Changelog

What’s new at Roark

Weekly product updates from the team. New features, integrations, and the occasional behind-the-scenes note.

Nº 29April 3 to 3, 2026

🧮 Formula Metrics

You can now create Formula metrics that combine your existing metrics into composite scores and rules — no code required.

What you can do:

Weighted scores — (Empathy * 0.4) + (Clarity * 0.3) + (Resolution * 0.3)
Pass/fail gates — Compliance AND Greeting
Custom benchmarks — (CSAT + NPS) / 2
Comparisons — Sentiment == "Positive" AND Empathy > 3

How it works:

Create a new metric in your Metric Library and select the Formula calc type
Build your formula using the inline builder — start typing to search and insert metrics
Formulas are evaluated automatically during call analysis

Under the hood:

Dependency-aware evaluation — Source metrics are always computed before formulas that reference them
Deletion protection — Metrics used in formulas cannot be deleted until the formula is updated
Cycle detection — Circular dependencies are caught at creation time
Type safety — Math operators only accept numeric metrics; logical operators only accept boolean and classification metrics

Open this issue→

Nº 28March 18 to 18, 2026

🌍 Accent Detection

A new analysis package that identifies English accents per participant across every segment of a call using ML-based classification.
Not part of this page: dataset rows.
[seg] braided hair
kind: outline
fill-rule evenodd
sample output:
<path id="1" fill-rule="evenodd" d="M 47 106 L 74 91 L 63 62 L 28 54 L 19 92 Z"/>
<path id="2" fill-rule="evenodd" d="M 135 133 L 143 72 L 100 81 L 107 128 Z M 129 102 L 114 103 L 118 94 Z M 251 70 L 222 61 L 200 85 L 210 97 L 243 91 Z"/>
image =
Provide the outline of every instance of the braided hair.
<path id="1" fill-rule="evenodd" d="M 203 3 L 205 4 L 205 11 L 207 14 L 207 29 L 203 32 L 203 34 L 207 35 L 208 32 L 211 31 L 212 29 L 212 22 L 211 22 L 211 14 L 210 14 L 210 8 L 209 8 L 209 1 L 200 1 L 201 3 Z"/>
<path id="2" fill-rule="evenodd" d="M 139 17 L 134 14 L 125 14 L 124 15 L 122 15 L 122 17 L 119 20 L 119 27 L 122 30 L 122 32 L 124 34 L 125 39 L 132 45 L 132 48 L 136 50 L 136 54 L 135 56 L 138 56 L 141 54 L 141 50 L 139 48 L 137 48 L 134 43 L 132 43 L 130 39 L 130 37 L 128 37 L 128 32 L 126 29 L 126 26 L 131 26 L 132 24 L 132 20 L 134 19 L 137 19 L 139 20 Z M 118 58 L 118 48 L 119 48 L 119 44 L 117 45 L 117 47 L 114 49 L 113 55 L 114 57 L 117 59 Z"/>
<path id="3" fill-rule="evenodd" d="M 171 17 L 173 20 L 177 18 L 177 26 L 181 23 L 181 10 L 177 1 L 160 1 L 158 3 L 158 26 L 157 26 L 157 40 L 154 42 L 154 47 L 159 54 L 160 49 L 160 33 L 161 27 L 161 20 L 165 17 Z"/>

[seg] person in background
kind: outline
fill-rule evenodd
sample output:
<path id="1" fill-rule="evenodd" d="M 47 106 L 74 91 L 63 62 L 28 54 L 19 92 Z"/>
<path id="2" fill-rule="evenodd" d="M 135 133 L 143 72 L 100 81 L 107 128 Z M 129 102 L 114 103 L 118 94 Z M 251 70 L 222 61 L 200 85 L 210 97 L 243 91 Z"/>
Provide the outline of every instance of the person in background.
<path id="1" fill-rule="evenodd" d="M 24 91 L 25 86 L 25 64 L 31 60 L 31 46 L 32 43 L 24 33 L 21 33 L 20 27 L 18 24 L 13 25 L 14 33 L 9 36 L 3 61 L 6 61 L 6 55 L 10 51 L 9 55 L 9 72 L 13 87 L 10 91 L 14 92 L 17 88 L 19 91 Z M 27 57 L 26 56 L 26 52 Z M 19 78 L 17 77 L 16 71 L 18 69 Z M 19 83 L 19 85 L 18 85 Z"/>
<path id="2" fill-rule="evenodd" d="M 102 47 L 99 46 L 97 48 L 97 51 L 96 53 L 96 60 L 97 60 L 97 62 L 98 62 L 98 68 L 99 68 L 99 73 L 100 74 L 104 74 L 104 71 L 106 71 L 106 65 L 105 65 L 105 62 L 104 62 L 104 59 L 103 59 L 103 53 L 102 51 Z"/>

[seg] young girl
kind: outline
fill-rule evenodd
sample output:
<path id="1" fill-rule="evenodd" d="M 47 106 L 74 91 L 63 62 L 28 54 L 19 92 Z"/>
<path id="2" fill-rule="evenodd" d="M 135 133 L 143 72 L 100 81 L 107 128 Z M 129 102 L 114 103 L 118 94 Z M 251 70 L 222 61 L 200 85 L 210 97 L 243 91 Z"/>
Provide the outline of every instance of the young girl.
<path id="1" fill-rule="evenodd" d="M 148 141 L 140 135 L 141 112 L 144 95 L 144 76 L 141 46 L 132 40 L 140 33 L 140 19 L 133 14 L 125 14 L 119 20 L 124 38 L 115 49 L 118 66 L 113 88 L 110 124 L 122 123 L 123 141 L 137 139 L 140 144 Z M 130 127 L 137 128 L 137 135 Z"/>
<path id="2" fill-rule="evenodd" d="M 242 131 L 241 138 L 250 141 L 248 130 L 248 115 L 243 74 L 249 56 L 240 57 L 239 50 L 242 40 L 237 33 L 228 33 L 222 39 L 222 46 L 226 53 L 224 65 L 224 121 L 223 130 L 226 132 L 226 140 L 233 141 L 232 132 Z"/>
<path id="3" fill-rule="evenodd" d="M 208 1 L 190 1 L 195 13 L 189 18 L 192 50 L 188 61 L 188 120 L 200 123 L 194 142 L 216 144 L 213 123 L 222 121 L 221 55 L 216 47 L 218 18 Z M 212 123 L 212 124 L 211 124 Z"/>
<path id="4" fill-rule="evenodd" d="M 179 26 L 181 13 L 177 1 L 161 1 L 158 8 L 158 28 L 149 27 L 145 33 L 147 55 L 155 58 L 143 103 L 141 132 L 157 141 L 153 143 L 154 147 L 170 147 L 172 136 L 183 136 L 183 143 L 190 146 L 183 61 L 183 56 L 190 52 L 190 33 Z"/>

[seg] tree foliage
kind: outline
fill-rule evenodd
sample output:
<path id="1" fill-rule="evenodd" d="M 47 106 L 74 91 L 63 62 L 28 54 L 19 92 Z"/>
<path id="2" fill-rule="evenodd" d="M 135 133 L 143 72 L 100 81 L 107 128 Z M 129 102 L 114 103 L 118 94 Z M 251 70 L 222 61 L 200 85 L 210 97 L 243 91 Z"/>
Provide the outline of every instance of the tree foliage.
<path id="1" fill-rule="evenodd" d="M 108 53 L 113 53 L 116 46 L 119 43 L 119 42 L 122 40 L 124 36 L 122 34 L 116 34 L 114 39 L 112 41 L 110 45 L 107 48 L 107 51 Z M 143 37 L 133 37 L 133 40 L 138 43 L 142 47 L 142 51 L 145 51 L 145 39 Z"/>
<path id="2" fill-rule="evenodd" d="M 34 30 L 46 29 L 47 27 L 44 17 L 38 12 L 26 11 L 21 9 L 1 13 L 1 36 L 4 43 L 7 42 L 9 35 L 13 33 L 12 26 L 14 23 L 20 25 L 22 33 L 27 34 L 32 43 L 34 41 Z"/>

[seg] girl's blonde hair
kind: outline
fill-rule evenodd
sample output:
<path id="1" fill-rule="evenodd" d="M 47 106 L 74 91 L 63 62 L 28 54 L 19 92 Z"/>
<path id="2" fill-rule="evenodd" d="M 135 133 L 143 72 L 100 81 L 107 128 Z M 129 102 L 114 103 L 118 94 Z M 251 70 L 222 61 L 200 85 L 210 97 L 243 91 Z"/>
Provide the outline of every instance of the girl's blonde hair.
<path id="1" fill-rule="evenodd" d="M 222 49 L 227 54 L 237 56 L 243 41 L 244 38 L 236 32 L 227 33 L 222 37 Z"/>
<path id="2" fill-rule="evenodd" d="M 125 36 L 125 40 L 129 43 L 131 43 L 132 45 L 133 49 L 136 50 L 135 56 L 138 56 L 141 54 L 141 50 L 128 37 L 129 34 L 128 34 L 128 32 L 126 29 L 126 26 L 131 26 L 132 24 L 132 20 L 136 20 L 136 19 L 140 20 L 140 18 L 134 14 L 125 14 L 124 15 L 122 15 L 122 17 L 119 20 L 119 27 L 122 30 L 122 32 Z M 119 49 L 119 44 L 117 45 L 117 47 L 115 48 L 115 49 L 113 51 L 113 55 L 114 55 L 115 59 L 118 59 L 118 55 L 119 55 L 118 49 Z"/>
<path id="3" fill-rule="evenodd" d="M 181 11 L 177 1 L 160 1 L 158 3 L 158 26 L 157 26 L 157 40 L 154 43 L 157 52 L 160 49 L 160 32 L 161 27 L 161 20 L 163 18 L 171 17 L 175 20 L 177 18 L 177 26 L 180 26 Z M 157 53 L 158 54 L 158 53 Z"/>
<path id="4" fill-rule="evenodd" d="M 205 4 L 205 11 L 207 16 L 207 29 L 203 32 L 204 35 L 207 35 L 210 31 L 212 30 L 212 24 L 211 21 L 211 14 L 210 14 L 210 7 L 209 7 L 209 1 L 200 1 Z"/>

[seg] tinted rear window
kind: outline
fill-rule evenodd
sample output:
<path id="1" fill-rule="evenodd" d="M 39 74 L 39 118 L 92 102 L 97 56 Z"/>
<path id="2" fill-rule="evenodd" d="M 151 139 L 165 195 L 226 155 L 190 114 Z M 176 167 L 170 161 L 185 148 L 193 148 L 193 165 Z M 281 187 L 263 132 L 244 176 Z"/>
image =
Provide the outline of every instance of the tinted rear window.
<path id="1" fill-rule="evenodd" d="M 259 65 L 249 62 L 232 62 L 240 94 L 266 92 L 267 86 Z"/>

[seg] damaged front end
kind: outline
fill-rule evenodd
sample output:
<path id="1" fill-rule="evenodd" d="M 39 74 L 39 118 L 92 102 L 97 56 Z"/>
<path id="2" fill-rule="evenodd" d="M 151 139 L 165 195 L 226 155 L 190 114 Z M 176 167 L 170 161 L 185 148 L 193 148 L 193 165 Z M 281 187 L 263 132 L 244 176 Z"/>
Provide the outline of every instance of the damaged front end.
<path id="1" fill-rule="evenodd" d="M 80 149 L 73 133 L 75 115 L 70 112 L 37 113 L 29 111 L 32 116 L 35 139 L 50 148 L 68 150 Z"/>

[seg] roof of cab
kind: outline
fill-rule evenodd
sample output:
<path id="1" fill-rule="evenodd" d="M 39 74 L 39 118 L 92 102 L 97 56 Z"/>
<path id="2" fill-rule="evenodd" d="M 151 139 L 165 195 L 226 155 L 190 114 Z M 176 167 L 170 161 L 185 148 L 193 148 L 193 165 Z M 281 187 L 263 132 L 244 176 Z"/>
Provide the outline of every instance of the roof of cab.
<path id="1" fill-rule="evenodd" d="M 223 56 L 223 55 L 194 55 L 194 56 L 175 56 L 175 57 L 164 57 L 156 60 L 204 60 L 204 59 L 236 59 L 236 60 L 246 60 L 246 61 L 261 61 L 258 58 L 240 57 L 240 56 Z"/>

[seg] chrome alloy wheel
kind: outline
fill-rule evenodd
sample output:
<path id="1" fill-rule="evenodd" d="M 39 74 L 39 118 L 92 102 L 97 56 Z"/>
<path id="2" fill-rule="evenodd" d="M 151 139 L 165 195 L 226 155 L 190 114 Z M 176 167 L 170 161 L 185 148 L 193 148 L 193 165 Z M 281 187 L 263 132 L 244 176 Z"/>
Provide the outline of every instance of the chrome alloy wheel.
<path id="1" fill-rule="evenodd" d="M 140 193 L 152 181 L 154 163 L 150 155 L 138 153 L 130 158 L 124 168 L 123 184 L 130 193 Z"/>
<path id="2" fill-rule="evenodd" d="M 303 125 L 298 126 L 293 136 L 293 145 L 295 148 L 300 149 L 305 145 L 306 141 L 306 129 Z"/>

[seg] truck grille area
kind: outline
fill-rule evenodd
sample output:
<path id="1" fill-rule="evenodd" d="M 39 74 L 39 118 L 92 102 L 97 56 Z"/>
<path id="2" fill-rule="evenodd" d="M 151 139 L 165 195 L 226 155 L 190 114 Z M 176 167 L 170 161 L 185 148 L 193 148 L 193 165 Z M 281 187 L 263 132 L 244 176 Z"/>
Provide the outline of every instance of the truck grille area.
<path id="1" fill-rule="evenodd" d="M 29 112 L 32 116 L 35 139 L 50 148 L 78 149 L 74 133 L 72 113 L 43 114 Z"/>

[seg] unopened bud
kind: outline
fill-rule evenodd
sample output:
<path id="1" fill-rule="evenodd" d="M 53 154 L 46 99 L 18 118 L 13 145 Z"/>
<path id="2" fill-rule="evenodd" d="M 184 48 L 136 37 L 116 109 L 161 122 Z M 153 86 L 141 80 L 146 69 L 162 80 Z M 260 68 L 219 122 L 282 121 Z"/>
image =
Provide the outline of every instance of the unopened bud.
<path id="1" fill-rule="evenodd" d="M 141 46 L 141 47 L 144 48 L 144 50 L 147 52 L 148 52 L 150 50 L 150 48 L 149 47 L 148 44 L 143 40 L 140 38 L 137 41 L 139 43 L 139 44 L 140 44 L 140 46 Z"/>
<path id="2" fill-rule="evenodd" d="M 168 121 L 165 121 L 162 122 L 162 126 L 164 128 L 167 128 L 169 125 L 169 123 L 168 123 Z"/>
Metric	Type	What it measures
Accent	Classification	Detected accent per segment and dominant accent at call level, with full probability distribution
Accent Stability	Numeric (0–1)	How consistent the detected accent is across segments

Highlights:

Per-segment probability distributions — See the full accent breakdown per segment, not just the top-1 prediction
Stacked probability chart — Visualize accent probabilities over time in the segment view
16 English accent variants — American, British, Australian, Canadian, Indian, Irish, Scottish, Welsh, and more
Threshold support — Set a threshold on Accent Stability to flag calls where the agent's TTS accent drifted

👉 Recipe: Accent Detection & TTS Drift Monitoring

Open this issue→

Nº 27March 7 to 7, 2026

🛡️ Compliance Analysis Package

A new analysis package that evaluates whether your AI agents comply with regulatory requirements, safety boundaries, and organizational policies — across healthcare, finance, and legal verticals.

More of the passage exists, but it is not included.